As far as I know you can switch between spritesheets by setting keys for the texture property.
If after auto-atlasing on export they end up in the same image resource, the penalty at runtime should be negligible.
If you loop an animation and use the continuous interpolation mode, after the last keyframe in a track, things get wonky. If you have a keyframe at the very end of the animation's length, the value will loop back to 0 immediately. If you have a keyframe earlier, it'll count down from that keyframe back to the first keyframe in the track.
I've never seen a loop behave like this before.
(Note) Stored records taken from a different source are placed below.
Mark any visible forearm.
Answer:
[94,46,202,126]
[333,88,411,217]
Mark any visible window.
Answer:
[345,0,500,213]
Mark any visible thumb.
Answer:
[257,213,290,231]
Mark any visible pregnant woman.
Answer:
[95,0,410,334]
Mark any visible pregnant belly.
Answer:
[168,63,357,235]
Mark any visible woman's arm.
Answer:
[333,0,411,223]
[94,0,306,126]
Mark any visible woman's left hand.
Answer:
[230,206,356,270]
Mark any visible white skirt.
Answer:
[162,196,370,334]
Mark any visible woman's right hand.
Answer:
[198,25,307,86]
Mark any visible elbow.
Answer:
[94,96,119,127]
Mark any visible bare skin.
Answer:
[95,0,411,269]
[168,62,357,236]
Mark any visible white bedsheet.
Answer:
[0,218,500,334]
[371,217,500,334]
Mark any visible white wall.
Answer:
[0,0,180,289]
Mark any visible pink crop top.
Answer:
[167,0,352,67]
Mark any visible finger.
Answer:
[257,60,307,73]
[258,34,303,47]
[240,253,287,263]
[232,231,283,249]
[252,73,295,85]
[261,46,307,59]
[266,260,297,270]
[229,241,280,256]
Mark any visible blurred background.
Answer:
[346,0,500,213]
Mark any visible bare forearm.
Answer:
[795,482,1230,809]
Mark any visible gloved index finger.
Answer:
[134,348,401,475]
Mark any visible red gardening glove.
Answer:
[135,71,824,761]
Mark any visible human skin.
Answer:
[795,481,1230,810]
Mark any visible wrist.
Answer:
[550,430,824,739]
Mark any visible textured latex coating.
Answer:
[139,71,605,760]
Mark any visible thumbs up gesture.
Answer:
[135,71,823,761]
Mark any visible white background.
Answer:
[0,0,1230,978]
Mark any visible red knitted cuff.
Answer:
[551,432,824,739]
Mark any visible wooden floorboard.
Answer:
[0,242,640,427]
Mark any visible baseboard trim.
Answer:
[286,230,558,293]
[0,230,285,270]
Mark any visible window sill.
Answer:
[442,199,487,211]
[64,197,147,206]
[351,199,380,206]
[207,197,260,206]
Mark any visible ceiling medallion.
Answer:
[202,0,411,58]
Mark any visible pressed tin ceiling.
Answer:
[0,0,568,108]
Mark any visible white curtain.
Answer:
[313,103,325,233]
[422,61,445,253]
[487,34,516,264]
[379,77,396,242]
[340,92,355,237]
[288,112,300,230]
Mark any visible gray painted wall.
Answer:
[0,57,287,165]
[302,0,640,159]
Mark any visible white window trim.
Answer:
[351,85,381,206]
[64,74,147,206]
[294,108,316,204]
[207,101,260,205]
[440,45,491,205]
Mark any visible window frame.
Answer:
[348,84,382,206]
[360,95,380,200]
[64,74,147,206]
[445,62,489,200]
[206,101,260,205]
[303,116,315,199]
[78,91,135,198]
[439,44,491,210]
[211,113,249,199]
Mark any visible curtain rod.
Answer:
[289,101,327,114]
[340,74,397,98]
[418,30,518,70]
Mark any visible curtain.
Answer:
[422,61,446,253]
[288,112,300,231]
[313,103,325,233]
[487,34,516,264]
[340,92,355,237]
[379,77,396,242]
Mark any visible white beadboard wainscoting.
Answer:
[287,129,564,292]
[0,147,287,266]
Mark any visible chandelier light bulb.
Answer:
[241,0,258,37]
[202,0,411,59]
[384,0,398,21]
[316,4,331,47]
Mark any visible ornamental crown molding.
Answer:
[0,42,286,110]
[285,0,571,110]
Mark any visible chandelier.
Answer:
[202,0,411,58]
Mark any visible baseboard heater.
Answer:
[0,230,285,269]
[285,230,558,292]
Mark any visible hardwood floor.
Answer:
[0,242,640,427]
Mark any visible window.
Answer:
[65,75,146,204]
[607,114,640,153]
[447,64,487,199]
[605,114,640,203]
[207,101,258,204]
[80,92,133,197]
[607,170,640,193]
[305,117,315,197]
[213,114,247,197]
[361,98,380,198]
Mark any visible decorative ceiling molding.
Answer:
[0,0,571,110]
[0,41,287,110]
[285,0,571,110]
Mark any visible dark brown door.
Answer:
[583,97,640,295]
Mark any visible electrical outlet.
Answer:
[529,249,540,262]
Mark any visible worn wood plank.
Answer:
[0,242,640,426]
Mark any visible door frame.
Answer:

I tested this in v0.99.3653-pre-beta from January 3rd, and get the same behavior, so this isn't a regression, by the look of it.
Here's a video showing how to reproduce this, in case it's not clear what I'm saying: http://youtu.be/Ti0OBfWR4a8
I can't see why anyone in their right mind would WANT this behavior to happen automatically, since they could simply keyframe back down at the end of the animation. But those of us who don't want this behavior don't have any option unless we want to insert keyframes for EVERY value... Which is simply making things far more tedious than need be. Even extending the animation a bit, inserting a duplicate keyframe there, then setting the length back to the desired value doesn't prevent this from happening (keyframe past length is just ignored, as would logically be expected).